Cliffhanger is the star attraction of a Doug Carrick design voted Golf Digest’s best new Canadian course of 1999. Carrick’s drama-filled layout, next door to the Panorama ski and golf resort near the town of Invermere, features tree-lined fairways, mountain views on every hole and almost 500 feet of elevation change.

But it’s the par-three signature hole that leaves golfers awe-struck. Cliffhanger requires a long gut-churning carry over the sheer drop of Hopeful Canyon to a green perched along the edges of vertical rock cliffs. Rugged peaks tower in every direction, evergreens strain toward the sky, and from the green, golfers can see for kilometres down an incredibly beautiful mountain valley.

All that’s missing from this picture-postcard setting is a Royal Canadian Mountie standing on guard at the tee.

Predator Ridge Golf Resort, seventh hole at The Ridge Course

The Ridge Course at Predator Ridge Resort. (Image: Predator Ridge Resort)

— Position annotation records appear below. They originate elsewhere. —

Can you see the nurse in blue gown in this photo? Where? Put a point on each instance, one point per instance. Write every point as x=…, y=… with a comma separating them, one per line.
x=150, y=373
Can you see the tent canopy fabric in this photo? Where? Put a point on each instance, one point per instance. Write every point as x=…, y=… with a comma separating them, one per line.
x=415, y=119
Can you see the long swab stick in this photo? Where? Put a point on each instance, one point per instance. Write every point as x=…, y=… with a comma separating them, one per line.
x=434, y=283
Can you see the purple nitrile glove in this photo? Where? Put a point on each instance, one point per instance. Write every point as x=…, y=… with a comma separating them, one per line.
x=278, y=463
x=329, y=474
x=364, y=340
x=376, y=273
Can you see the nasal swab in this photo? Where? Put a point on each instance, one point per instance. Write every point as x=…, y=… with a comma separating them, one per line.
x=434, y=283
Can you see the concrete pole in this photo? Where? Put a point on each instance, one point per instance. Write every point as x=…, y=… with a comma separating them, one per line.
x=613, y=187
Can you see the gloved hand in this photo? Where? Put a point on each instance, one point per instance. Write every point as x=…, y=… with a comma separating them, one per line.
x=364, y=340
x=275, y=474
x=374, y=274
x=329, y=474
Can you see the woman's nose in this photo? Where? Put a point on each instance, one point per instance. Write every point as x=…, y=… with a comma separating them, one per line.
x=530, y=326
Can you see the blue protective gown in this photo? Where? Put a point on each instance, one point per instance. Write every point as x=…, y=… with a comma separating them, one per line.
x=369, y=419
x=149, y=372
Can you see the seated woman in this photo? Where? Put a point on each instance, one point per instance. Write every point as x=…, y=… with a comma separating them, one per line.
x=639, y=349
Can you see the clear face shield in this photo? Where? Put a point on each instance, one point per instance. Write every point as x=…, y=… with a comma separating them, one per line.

The Ridge at Predator Ridge, British Columbia

Located just outside the city of Vernon, the 1,200-acre Predator Ridge Resort and real estate development offers a dramatically scenic landscape of clear lakes, fast-rushing mountain streams and wheatgrass meadows. There’s a central lodge, two- and three-bedroom cottages, and two renowned golf courses. The older course, Predator, is a Les Furber design that received a $3.5-million refresh by Doug Carrick in 2018. Predator is a marvellously picturesque layout that wends through rolling hills and tall grasses. But the real star is The Ridge, a brilliant Carrick creation that launched in 2010.

Built at a cost of $10-million, Carrick’s 7,190-yard design seamlessly blends eight completely rebuilt holes of Predator Ridge Resort’s old Peregrine course with 10 spectacular new holes carved through rugged mountain terrain offering cliff-top tee shots and panoramic views of Okanagan Lake far below. Though visually intimidating, The Ridge’s fairways are wider than they at first appear, with dramatic mounds and slopes to help funnel errant shots back into play.

Part of the genius of The Ridge is the careful attention Carrick paid to his forward tees. Golfers playing from up front enjoy many of the same thrilling elevated lift-offs and stunning mountain vistas as their longer-hitting partners at the tips. Pure magic.